FISCAL NOTE, 79TH LEGISLATIVE REGULAR SESSION
 
May 21, 2005

TO:
Honorable Mike Krusee, Chair, House Committee on Transportation
 
FROM:
John S. O'Brien, Deputy Director, Legislative Budget Board
 
IN RE:
SB1375 by Staples (Relating to the regulation of outdoor advertising.), Committee Report 2nd House, Substituted

It is estimated the enactment of the bill could result in a loss of federal highway funds to the state in an amount of $199.4 million each year.

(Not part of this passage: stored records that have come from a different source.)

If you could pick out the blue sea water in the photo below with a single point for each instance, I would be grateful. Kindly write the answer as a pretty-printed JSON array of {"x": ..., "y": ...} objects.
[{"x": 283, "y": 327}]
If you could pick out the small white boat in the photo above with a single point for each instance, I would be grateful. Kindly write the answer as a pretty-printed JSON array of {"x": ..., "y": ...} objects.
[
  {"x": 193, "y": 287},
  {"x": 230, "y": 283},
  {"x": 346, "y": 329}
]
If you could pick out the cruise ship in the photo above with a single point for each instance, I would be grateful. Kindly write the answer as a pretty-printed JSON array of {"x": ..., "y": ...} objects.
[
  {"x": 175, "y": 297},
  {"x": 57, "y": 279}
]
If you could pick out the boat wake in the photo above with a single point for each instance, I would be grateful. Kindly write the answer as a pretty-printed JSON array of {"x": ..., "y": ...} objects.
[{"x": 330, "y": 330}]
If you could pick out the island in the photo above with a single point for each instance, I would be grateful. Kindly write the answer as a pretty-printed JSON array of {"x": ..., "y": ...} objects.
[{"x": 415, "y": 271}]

The bill would amend Chapter 391, Transportation Code, to allow an owner of outdoor advertising to relocate the advertising if it may not be continued because of widening, construction, or reconstruction of a highway. The bill would require a county or municipality to provide for the relocation by a special exception to any applicable zoning ordinance. The bill would allow a relocated sign to be erected to a height and angle to make it visible to traffic and be the same size as the previous sign, subject to TxDOT rules. The bill would allow the Texas Department of Transportation (TxDOT) to remove outdoor advertising signs erected or maintained in violation of the Texas Highway Beautification Act without payment of compensation to the owner or lessee.

 

The bill would allow an owner to either adjust the height and angle of a sign or relocate a sign, notwithstanding height and maintenance requirements of the state, if its view and readability were to be obstructed for reasons specified in the bill.

 

TxDOT indicates that certain provisions of the bill would violate the Federal Highway Beautification Act. The Texas Legislature passed the Texas Highway Beautification Act to comply with the Federal Highway Beautification Act (Title 23, United States Code, §131), which requires states to control signs within 660 feet of interstate and primary highways, and beyond 660 feet in nonurban areas if the signs are designed to be and are visible from such highways. The Federal Act provides that if states fail to control such signs effectively, they risk losing ten percent of their federal highway funds.

 

According to information received by TxDOT, the state is expected to receive approximately $3.7 billion total in fiscal year 2006 and $3.2 billion total in fiscal year 2007 in all federal highway funds. Assuming that up to 10 percent of certain federal highway funds apportioned under the Transportation Equity Act could be withheld, it is estimated Texas could lose approximately $199.4 million in future highway funds each year.

 

The bill would take effect September 1, 2005.


Local Government Impact

No significant fiscal implication to units of local government is anticipated.